The easiest way to experience the whales up close is to take part in an organized trip from Guerrero Negro. Malarrimo Eco-Tours offers 4-hour excursions with English-speaking guides aboard a 23-foot outboard boat with a maximum of 10 passengers. In addition to the whales, marine birds, sea lions and dolphins can be seen. Van transportation to and from Scammon's Lagoon is included.
Warm clothing, a waterproof jacket or windbreaker, sunblock and rubber-soled shoes are recommended. Trips depart daily Dec. 15-Apr. 15 from the Malarrimo Restaurant and campground complex on Boulevard Zapata. Tour prices and reservations should be made several months in advance; phone (615) 157-0100.

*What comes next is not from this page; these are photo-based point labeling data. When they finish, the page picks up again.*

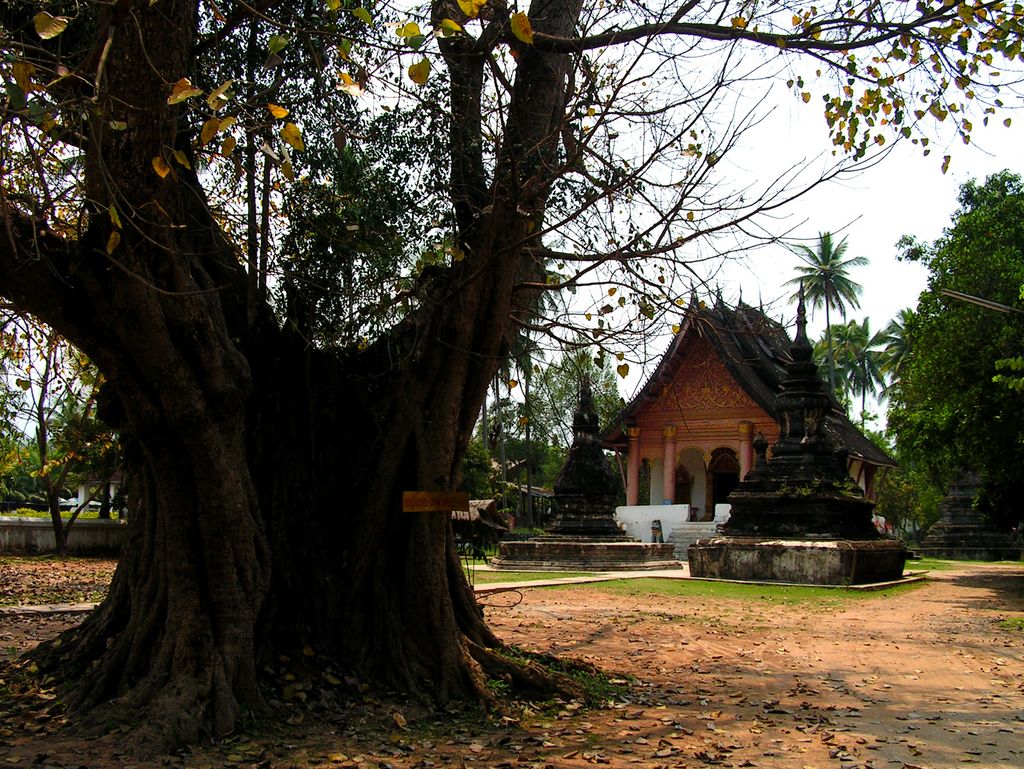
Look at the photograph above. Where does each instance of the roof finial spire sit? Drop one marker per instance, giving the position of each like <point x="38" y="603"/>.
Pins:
<point x="801" y="344"/>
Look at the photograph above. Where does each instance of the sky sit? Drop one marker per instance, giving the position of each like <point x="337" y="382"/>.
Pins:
<point x="904" y="194"/>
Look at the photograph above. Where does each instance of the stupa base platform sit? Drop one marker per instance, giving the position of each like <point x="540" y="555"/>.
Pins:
<point x="577" y="554"/>
<point x="969" y="541"/>
<point x="798" y="561"/>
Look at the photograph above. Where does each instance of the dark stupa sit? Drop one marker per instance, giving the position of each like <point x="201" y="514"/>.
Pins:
<point x="800" y="517"/>
<point x="962" y="532"/>
<point x="585" y="535"/>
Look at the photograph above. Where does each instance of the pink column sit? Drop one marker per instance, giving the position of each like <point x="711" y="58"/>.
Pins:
<point x="745" y="447"/>
<point x="669" y="476"/>
<point x="633" y="466"/>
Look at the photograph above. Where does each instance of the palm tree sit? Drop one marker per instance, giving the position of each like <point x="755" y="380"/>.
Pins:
<point x="863" y="361"/>
<point x="896" y="349"/>
<point x="825" y="283"/>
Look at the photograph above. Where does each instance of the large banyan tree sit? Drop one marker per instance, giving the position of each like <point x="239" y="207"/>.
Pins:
<point x="297" y="238"/>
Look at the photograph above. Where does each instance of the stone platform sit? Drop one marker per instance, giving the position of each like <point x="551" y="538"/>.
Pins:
<point x="583" y="554"/>
<point x="799" y="561"/>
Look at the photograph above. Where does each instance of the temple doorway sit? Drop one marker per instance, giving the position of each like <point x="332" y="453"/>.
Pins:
<point x="723" y="476"/>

An all-inclusive package excursion under the guidance of an experienced naturalist is significantly more expensive, but worth it if you want convenience and a complete experience. Most of these trips depart from San Diego and include transportation and accommodations. A representative package tour company is the environmentally oriented, San Diego-based Baja Expeditions, Inc.; phone (800) 843-6967 (from the United States).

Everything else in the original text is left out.